SOLVED The usefulness of ECC (if we can't assess it's working)?

diversity · Apr 1, 2020

Given that ECC functionality depends on several components working well together (e.g. cpu, mobo, mem) there are many things that can go wrong resulting in a user detectable lack of ECC support.

However, it's also far too easy to get a false positive for ECC functionality. This might well mean that a large percentage of all the ECC 'enabled' systems in the industry are actually not, either DOA or over time.

What I am worried about is the lack of reliable way of testing ECC functionality in the industry. And by functionality I mean ECC error correcting, reporting and most particual injection.

Without ECC injection, testing for ECC correction functionality is only possible for a small subset of power users that are able to deliberately cause mem errors as to be able to see if ECC reporting and correcting is functional. However this is not something that can be automated as part of a scheduled health check.

I consider ECC reporting (and a way to test if that is still working) a requirement as to be able to preemptively replace memory that is about to go bad.

I am asking for opinion of the community, and most notably senior technicians @ixsystems, regarding this stance because I am quite a bit stuck now not daring to proceed with a mission critical project.

diversity · Apr 2, 2020

This thread is a more expanded version of

ECC reporting important for FreeNAS and ZFS?

LS, My Setup: FreeNAS 11.3-Release CPU: AMD Ryzen 9 3950x Mobo: ASrock x570 Creator (Latest bios 2.10, ECC enabled in settings) Memory: 4 x Kingston KSM26ED8/16ME (ECC)" (64 GB total) According to AMD the AM4 socket does support ECC but it does not support ECC error reporting function. Is...

www.ixsystems.com

I am worried why this subject is getting no attention

If my stance is indeed defendable, will things get better once I buy a pre configured setup from ixsystems?

jgreco · Apr 2, 2020

There aren't "senior technicians @ixsystems" who participate here, particularly not any who might have such insights.

Speaking as someone who has built a lot of servers professionally over many years, my take on it is that you simply need to buy server-grade components from a company that specializes in it, that short list defined as Supermicro, Dell, or HP, who have made this an enterprise hardware feature and who have a proven track record of being able to do it.
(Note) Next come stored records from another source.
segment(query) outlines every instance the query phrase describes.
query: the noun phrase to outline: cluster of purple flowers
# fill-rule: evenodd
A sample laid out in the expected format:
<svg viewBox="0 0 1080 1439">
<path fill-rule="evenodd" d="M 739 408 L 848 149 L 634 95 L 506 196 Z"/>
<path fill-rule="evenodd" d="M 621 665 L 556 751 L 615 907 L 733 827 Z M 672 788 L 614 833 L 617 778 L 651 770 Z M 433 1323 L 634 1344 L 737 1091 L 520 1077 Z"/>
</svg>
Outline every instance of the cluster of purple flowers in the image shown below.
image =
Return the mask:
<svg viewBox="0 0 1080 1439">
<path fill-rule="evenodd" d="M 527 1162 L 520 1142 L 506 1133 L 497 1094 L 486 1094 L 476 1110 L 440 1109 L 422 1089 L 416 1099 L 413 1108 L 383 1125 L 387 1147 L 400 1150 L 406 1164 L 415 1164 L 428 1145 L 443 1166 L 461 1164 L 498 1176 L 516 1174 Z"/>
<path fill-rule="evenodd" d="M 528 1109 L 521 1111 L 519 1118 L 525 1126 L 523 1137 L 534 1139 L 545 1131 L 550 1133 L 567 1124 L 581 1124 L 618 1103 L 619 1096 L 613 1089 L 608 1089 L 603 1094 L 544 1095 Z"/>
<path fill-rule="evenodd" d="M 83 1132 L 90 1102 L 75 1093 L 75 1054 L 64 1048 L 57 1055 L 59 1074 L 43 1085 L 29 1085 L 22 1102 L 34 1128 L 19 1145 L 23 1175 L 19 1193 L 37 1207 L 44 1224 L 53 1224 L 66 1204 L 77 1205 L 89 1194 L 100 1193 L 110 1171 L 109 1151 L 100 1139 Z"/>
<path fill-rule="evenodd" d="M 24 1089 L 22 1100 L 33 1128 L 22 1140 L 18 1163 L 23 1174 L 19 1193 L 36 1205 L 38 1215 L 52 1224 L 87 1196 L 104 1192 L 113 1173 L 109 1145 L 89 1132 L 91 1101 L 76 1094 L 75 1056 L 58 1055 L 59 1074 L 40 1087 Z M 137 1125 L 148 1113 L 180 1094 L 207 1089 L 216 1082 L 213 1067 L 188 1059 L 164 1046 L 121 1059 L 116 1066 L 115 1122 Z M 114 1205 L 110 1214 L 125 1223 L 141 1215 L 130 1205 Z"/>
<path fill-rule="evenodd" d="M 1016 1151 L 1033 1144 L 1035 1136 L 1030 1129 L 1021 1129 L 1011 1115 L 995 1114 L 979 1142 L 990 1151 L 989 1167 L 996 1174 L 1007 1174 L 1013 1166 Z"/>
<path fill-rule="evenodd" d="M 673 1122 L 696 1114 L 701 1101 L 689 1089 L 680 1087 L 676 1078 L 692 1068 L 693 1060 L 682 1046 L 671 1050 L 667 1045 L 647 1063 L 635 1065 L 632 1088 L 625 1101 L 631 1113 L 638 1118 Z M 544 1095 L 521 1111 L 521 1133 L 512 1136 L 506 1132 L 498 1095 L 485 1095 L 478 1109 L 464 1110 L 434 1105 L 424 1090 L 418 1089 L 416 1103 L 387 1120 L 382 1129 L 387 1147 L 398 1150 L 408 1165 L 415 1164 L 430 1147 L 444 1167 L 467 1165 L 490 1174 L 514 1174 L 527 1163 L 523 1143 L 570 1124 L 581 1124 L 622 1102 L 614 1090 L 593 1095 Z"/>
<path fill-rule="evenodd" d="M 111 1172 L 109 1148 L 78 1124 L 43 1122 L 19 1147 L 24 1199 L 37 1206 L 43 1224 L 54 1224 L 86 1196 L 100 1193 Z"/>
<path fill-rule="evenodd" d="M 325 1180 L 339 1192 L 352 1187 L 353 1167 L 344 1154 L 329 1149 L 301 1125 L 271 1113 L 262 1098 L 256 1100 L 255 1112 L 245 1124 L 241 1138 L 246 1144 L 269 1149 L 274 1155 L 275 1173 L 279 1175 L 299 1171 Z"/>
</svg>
My concerns are more along the lines of proper notification, because even if you detect the event, getting notified requires support to be set up and configured in the IPMI.

With the advent of virtualization, we don't build as many servers here as we used to anymore, but it still seems to be a valid observation that the vast majority of failures happen early on in a server's life. Once memory is validated and passes the thousand hour mark, failures are not impossible, but are definitely much more unusual.

diversity · Apr 2, 2020

Thank you jgreco for your response.

Please allow me to politely refuse your premise 'buy server grade and it will 100% work' if that is what you meant.

I am talking about the ability to assess whether it actually does work or not.

Even server grade hardware can have defects if I am not mistaken.

jgreco · Apr 2, 2020

Okay, then, let me be a little more blunt. What you are asking for doesn't exist in any comprehensive, guarantee-able manner outside of the engineering labs at companies that integrate these things. I already gave you the shortlist of the vendors I thought were probably doing this in a non-halfarse manner.

As someone who has built servers in the ~thousands tier, I can tell you that I've seen sticks of bad memory with low error thresholds and we keep some of them around for those times we need to do testing. That's about the closest us mere mortals can get to validating ECC systems. If I'm skeptical about a platform, I will dig them up and see what happens. But there's no real way to do ongoing testing. And there's little point, either. The usual question is "was the platform designed correctly" and you can check that with a stick of bad RAM.

diversity · Apr 3, 2020

Thank you jgreco, I hope you trust I mean no disrespect either to you personally, the community, ixsystems or FreeNAS.

I am just hoping things will get better in the future for us mere mortals thus I am shaking the tree.

I tried searching for a Memory Error Injection Module. Something along the lines of a ramstick with additional functionality. No luck yet. Can you please have a stab at this as well and ask the team to also have a look?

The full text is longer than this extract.